Gabriel Attal, Premier ministre . Au nom du Gouvernement, je veux à mon tour rendre hommage aux victimes des violences de ces derniers jours. Les deux gendarmes qui ont perdu la vie portaient l'uniforme de la République et protégeaient les populations et la terre de Nouvelle-Calédonie. Ils s'étaient engagés pour la France et sont morts en la servant. La République ne les oubliera jamais et sera présente, attentive, auprès de leurs familles, de leurs proches et de leurs frères d'armes. La gendarmerie a perdu deux hommes, mais c'est toute la France qui est en deuil. Notre reconnaissance est infinie.
Je veux rappeler que les premières victimes des émeutes et des violences sont les Calédoniens. Quatre personnes ont perdu la vie à l'occasion des émeutes et des pillages. Beaucoup ont été blessés. Au nom du Gouvernement, j'exprime mon soutien aux proches et aux familles des personnes qui ont perdu la vie. Je ne me résoudrai jamais à ce que des jeunes, parfois très peu âgés, perdent la vie dans une spirale de violences.
Vous avez raison, la Nouvelle-Calédonie est frappée par des violences d'une rare intensité, qui portent le souvenir amer des déchirements sanglants du Caillou il y a quarante ans. Les élus et les responsables politiques calédoniens, qu'ils soient indépendantistes ou non, les ont unanimement condamnées, appelant au retour au calme. Je salue l'esprit de responsabilité qui anime l'ensemble des forces politiques calédoniennes.
Depuis le début de la crise, notre priorité est le retour à l'ordre, préalable au dialogue. Le Président de la République a convoqué à trois reprises un Conseil de défense et de sécurité nationale. J'ai moi-même présidé à cinq reprises des cellules de crise interministérielles pour suivre la situation en temps réel et coordonner l'action de l'État. À la demande du Président de la République, l'état d'urgence a été décrété, le couvre-feu maintenu et les rassemblements interdits.
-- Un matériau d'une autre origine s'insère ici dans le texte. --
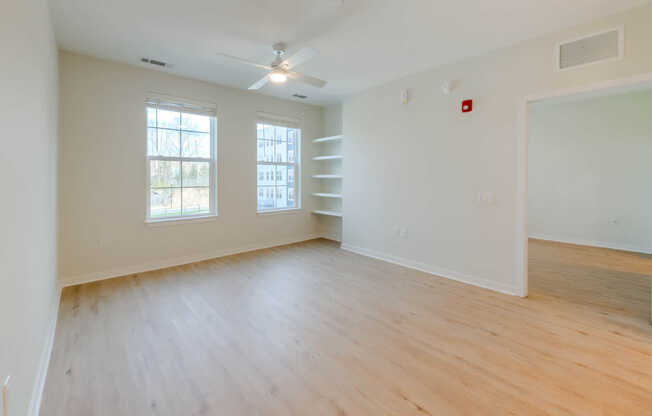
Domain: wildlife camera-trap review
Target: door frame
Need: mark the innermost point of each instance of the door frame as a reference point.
(521, 230)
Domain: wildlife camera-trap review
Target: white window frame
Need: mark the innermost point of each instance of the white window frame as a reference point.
(289, 122)
(189, 107)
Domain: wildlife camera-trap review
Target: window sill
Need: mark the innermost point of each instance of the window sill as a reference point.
(279, 211)
(169, 222)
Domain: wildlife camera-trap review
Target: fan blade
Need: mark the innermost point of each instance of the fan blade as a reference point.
(244, 61)
(298, 58)
(307, 79)
(259, 84)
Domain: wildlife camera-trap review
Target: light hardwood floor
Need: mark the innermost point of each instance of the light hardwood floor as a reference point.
(309, 329)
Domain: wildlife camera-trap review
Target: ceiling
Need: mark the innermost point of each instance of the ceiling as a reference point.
(360, 43)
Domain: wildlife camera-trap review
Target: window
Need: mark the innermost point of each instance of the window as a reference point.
(181, 161)
(278, 166)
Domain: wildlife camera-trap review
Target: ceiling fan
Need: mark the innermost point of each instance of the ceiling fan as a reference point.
(280, 68)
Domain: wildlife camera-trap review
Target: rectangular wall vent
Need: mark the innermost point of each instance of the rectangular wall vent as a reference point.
(153, 62)
(588, 50)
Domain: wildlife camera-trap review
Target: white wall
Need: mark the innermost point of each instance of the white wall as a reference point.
(28, 212)
(103, 191)
(590, 171)
(422, 165)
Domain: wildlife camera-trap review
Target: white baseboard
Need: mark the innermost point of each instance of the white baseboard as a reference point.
(177, 261)
(435, 270)
(44, 361)
(590, 243)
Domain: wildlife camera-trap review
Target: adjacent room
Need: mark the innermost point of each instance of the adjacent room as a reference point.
(589, 205)
(325, 207)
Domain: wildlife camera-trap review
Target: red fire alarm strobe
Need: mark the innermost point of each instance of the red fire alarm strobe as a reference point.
(467, 106)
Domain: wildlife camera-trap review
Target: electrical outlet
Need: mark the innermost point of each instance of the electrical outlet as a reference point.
(5, 392)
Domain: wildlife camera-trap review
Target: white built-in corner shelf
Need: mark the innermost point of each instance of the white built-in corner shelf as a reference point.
(328, 213)
(332, 195)
(326, 195)
(330, 157)
(327, 176)
(328, 139)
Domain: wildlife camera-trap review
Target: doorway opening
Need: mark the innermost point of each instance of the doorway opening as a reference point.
(585, 198)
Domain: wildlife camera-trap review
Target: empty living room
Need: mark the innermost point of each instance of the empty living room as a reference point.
(325, 207)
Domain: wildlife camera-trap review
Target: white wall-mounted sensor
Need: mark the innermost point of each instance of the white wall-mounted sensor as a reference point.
(447, 87)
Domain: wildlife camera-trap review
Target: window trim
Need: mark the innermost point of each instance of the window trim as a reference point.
(289, 122)
(213, 167)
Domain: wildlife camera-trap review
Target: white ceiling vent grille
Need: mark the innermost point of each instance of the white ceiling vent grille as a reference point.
(592, 49)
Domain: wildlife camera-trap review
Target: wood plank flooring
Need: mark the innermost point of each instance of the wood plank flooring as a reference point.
(309, 329)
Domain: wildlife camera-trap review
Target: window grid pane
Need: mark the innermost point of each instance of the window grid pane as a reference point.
(277, 164)
(179, 187)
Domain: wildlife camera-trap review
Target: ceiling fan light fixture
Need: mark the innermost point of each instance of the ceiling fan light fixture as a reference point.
(278, 77)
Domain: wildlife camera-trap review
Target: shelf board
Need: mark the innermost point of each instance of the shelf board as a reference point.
(327, 176)
(328, 213)
(328, 139)
(325, 195)
(330, 157)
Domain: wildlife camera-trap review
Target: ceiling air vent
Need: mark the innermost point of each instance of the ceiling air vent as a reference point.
(154, 62)
(598, 47)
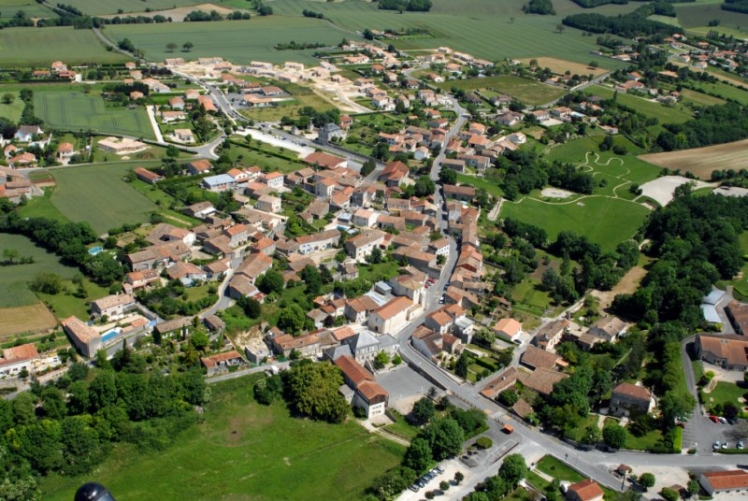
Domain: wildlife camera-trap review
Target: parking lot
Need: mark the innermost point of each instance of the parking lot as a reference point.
(405, 387)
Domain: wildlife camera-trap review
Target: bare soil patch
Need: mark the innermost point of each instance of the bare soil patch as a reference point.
(703, 161)
(34, 318)
(177, 15)
(560, 66)
(627, 285)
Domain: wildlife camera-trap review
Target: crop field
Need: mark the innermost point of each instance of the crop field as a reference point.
(15, 278)
(99, 195)
(245, 451)
(75, 111)
(703, 161)
(559, 66)
(100, 7)
(39, 47)
(606, 221)
(237, 41)
(525, 90)
(32, 9)
(647, 108)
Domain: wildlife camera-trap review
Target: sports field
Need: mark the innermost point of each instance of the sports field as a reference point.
(237, 41)
(40, 47)
(76, 111)
(15, 278)
(245, 451)
(99, 195)
(604, 220)
(703, 161)
(528, 91)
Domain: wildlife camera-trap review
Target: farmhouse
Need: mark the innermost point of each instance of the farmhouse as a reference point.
(727, 351)
(83, 336)
(724, 482)
(628, 399)
(113, 307)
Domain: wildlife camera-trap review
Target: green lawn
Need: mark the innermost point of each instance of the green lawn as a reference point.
(246, 451)
(99, 195)
(525, 90)
(558, 469)
(606, 221)
(34, 46)
(15, 278)
(76, 111)
(724, 392)
(237, 41)
(664, 114)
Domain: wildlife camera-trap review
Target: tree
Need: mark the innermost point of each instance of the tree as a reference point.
(424, 187)
(313, 391)
(423, 411)
(614, 436)
(513, 469)
(381, 360)
(292, 319)
(271, 281)
(418, 455)
(646, 480)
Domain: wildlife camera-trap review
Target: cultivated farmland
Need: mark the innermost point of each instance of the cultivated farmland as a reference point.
(265, 452)
(522, 89)
(237, 41)
(76, 111)
(15, 278)
(99, 195)
(39, 47)
(703, 161)
(606, 221)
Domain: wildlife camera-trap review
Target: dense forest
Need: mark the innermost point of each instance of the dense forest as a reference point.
(714, 125)
(542, 7)
(696, 242)
(69, 426)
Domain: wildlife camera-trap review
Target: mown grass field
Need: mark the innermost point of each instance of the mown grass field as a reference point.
(99, 195)
(647, 108)
(523, 89)
(245, 451)
(76, 111)
(606, 221)
(100, 7)
(703, 161)
(237, 41)
(40, 47)
(15, 278)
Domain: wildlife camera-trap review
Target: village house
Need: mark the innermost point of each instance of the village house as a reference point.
(629, 399)
(113, 307)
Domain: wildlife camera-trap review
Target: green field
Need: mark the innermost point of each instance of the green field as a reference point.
(606, 221)
(40, 47)
(100, 7)
(8, 9)
(15, 278)
(237, 41)
(664, 114)
(525, 90)
(76, 111)
(244, 451)
(99, 195)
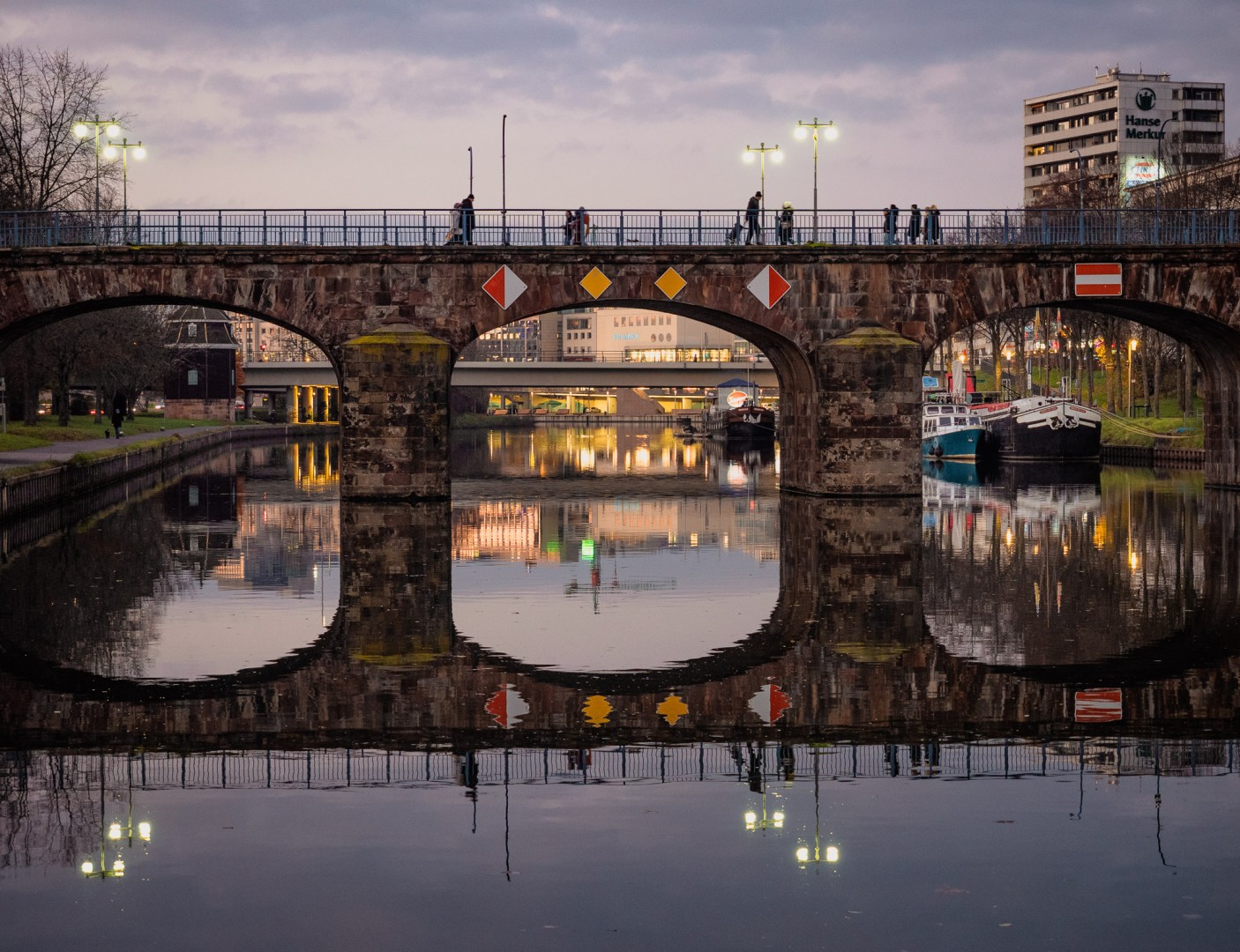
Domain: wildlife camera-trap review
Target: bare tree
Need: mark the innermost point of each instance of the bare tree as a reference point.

Avec le ministre de l'intérieur et des outre-mer et la ministre déléguée chargée des outre-mer, nous suivons jour et nuit l'évolution de la situation.
Ce week-end, un pont aérien a permis le déploiement de 1 000 personnels des forces de sécurité intérieure supplémentaires, venus renforcer les 1 700 effectifs déjà présents sur place. Ces 2 700 policiers et gendarmes accomplissent un travail exceptionnel dans des conditions très difficiles. Je veux, avec vous, rendre hommage à leur courage. Ils ont déjà accompli plusieurs missions périlleuses, notamment en dégageant la route entre Nouméa et l'aéroport – 76 barrages ont été détruits –, et sont appuyés par des militaires, qui les aident à sécuriser l'aéroport, les ports et les bâtiments publics.
Le retour au calme passe aussi par la fermeté à l'égard des auteurs d'exactions. C'est la raison pour laquelle le ministre de la justice a pris une circulaire demandant une réponse pénale ferme face aux pillards et aux émeutiers.
Les violences ont des conséquences très graves sur la vie quotidienne des habitants de Nouvelle-Calédonie. Nous mettons toute notre énergie dans le rétablissement de l'ordre, mais nous sommes également mobilisés pour assurer la continuité de la vie quotidienne des Calédoniens. J'ai réuni une cellule interministérielle de crise spécifique sur le sujet des produits alimentaires et sanitaires acheminés grâce au pont aérien. Par ailleurs, nous travaillons déjà à la reconstruction avec Bruno Le Maire, qui a reçu l'ensemble des acteurs économiques.
Grâce à ces moyens et aux décisions prises sans délai, la situation commence à s'améliorer, mais, nous le savons, elle est encore fragile et notre vigilance reste entière. Nous devons rechercher une solution politique durable et globale pour ce territoire.